Install and Configure Postfix Mail Server on Debian 12 Bookworm

Before you start your Postfix installation, you must have access to your server as a non-root user with sudo privileges. To do this, you can visit this guide on Initial Server Setup with Debian 12 Bookworm.

Step 1 – Postfix Installation on Debian 12

First, you need to run the system update with the following command:

sudo apt update

Then, you need to check which MTA you have installed on your server with the following command:

sudo netstat -ltnp |grep :25

In my case, I don’t have anything installed on my server.

At this point, you can use the following command to install the Postfix mail server:

sudo apt install postfix

Once you run the command, you will be asked to select one of the following options:

Postfix mail server configuration

You can choose “Internet Site” and press OK to install Postfix with the default values.

Then, you need to enter your FQDN (Fully Qualified Domain Name) as your Mail domain name.

Postfix mail domain

When your installation is completed, you will get the following output:

Output
Postfix (main.cf) is now set up with a default configuration.
...

You can verify your Postfix installation on Debian 12 by running the following command:

 netstat -ltnp |grep :25
Output
tcp        0      0 0.0.0.0:25              0.0.0.0:*               LISTEN      1902/master
tcp6       0      0 :::25                   :::*                    LISTEN      1902/master

This confirms that the Postfix has been installed successfully. Postfix is also known as Master, so do not get confused with “netstat” results on port 25.
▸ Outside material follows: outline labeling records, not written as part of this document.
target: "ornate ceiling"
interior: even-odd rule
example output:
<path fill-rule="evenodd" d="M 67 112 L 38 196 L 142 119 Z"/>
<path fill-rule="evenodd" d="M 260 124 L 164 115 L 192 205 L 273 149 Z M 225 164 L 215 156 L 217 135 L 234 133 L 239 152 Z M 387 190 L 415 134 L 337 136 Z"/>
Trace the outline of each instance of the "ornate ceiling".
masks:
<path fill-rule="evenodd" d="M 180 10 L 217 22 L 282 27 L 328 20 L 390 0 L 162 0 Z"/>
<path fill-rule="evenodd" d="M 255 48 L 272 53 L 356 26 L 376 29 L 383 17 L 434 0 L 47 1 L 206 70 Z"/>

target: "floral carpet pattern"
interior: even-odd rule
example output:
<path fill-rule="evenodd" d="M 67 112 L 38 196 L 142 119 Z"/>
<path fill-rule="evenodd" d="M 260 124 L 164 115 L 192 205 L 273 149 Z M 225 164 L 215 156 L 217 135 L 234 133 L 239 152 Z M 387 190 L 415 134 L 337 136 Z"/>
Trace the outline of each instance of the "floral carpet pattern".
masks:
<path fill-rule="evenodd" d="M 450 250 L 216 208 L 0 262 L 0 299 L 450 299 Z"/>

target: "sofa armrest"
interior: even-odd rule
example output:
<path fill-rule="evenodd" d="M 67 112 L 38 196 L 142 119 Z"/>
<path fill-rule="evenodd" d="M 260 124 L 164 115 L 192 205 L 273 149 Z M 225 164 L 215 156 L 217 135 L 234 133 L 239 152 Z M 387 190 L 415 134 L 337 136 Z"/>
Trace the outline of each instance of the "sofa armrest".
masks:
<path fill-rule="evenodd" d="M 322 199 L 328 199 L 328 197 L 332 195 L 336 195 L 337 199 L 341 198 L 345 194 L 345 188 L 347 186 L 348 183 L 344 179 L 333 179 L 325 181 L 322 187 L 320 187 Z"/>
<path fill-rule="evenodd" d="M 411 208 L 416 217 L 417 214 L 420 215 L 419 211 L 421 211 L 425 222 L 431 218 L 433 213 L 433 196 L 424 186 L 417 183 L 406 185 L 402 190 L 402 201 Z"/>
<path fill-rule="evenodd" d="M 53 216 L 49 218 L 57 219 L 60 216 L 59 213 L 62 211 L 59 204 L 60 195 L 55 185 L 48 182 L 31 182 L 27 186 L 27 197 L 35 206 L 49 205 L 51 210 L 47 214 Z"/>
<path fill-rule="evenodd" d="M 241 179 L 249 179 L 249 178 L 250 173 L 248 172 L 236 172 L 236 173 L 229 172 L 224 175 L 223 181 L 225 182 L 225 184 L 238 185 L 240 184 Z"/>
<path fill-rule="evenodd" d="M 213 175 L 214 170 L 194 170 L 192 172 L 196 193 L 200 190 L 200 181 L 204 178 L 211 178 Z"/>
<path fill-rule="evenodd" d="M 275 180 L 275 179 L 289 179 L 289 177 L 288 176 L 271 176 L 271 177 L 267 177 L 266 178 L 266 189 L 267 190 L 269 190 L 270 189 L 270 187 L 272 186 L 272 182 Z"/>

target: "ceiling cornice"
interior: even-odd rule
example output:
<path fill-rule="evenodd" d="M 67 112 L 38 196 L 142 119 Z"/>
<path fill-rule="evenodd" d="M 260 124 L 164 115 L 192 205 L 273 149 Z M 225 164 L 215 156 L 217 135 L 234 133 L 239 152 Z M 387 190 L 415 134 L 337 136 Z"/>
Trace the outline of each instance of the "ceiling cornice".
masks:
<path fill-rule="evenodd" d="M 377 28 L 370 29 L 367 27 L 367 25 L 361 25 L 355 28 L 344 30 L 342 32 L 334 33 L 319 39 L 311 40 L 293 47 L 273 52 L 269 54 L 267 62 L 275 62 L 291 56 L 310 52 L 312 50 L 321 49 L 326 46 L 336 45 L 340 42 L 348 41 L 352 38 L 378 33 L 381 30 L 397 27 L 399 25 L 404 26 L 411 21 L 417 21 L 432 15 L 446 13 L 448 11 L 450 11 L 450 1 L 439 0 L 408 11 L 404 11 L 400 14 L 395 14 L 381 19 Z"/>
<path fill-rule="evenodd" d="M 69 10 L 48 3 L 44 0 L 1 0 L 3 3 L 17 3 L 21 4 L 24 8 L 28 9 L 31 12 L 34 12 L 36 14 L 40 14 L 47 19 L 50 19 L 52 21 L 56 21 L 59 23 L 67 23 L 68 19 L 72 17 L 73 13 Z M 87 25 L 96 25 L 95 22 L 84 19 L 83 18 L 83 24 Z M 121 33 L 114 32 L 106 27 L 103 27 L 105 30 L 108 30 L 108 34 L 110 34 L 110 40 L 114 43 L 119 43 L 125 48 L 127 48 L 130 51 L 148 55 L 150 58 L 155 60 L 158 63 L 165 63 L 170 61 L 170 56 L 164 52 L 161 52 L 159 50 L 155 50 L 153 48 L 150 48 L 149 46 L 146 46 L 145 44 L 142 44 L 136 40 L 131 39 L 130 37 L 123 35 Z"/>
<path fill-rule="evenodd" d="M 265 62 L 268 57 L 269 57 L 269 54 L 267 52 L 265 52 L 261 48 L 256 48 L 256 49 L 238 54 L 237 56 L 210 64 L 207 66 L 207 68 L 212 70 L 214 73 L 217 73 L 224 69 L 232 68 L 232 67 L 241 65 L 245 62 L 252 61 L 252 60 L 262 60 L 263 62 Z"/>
Also, you can see that Postfix is running correctly by checking the mail logs, errors, or info:

# sudo cat /var/log/mail.log
# sudo cat /var/log/mail.errors
# sudo cat /var/log/mail.info

The above commands will show you the relevant results to briefly look at the Postfix in action.

Step 2 – Postfix Configuration on Debian 12

If you plan to configure your Postfix installation, you need to run the following command:

sudo dpkg-reconfigure postfix

You will be prompted to select the mail server config type again and select “Internet Site” again.

Postfix mail server configuration Debian 12

Then, you need to enter your FQDN (Fully Qualified Domain Name) as your Mail domain name again.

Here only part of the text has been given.